The Mudcat Café TM
Thread #128968   Message #2892151
Posted By: GUEST,The Surgeon's Knife
22-Apr-10 - 12:51 PM
Thread Name: the uk folkscene and sex changes
Subject: RE: the uk folkscene and sex changes
Oddly enough, buddhuu, you're wrong on both counts. I'm a woman (a strong feminist too) and a biochemist with extensive research experience in my chosen field of work and author of a Master's thesis on a Foucaultian approach to ideological interpretations of sexuality.

Crow Sister, I found this site because I was looking for the lyrics to 'The Man Who Talks Trash Every Day', not some bozo with a sex-change fixation.

All I was trying to do, by responding to this thread, was to point out a few commonly made misinterpretations.

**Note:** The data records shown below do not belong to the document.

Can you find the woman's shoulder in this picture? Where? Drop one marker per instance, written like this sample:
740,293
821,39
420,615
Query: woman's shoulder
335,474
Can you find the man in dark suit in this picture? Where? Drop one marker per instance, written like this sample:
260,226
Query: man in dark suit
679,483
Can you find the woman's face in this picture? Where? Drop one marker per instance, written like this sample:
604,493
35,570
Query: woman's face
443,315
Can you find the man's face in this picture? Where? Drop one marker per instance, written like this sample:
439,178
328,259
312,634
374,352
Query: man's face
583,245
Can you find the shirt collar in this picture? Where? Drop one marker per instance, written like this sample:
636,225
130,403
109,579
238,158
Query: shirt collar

I'll accept that in the very rare cases where the sexual characteristics of a neonate are atypical or ambiguous that decisions are made (usually by parents) to divert androgyny into one of the two biologically defined sexes. However, there are others, such as Organisation Intersex International, who take a laudably alternative approach.

When I wrote this - 'Whatever incisions or excisions are made to assist someone to change their gender identity, the chromosonal determinants that distinguish women from men remain fully in place and long may that remain the case.' - it was probably the last few words that provoked a knee-jerk reaction. I was making the point that I am firmly opposed to all forms of chromosomal manipulation, not attempting to sanction an eternal division of the sexes. I was also simply avowing that bodily alterations do not change a person's inherent sexual characteristics.

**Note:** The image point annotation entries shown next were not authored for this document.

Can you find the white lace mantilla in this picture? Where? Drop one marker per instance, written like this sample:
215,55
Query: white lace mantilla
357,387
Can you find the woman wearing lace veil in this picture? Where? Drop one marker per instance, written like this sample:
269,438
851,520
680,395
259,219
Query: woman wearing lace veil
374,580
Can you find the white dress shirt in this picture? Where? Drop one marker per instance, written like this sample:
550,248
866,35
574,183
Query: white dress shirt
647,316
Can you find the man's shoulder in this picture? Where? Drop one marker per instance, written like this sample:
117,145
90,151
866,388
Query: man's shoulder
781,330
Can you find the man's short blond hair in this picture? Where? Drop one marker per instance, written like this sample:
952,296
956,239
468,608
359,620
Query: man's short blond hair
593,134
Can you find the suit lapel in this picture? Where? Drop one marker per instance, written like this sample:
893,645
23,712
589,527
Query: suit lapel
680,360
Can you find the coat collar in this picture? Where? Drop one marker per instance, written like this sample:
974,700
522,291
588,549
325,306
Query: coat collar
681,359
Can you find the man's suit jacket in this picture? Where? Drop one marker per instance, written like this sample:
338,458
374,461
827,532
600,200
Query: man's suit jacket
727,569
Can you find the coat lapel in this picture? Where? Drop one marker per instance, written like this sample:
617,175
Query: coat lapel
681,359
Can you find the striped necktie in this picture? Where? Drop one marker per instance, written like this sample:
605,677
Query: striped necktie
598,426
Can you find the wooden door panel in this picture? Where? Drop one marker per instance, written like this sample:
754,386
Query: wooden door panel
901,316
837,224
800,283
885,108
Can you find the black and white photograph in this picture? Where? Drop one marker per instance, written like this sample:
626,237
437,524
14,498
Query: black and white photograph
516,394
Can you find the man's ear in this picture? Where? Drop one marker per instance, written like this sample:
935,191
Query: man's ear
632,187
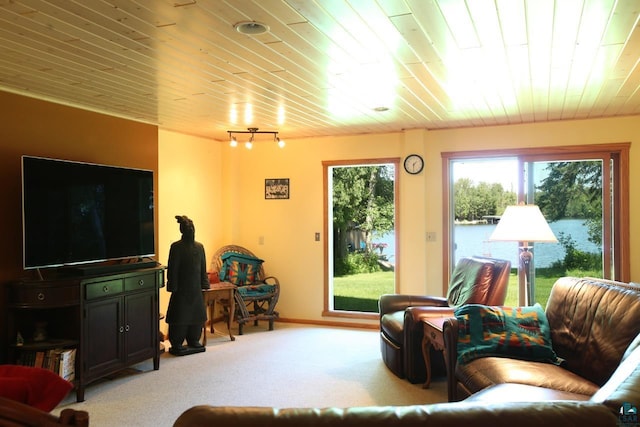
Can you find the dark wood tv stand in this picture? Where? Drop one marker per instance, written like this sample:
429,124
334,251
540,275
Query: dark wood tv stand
111,319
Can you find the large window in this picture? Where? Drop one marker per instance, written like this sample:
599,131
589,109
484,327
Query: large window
582,192
360,230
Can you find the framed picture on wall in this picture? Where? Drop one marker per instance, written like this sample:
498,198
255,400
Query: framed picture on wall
276,188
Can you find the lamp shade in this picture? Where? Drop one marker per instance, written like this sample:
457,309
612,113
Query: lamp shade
523,223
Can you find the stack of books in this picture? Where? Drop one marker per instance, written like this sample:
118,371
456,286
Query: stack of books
62,361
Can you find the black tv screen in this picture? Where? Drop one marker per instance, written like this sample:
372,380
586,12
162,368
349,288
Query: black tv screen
75,213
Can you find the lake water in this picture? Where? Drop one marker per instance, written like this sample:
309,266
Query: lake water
474,240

As far as I'm concerned gender identity is not essentially a function of karyotypes or ploidy, but largely formed by social development. In other words, I'm fully on the nurture side of the debate and see sexuality as a sliding scale from complete macho (think Bruce Willis with a hangover) to Dickens' stereotypical Dora Spenlow. I'd like to think we make our own choices within that spectrum, but too many of us, as this debate indicates, are hidebound by our social development.

So, have I seen a folk singer who has chosen a gender role different to her/his biologically defined (or confused) physical characteristics? I don't know and, fundamentally, I don't care.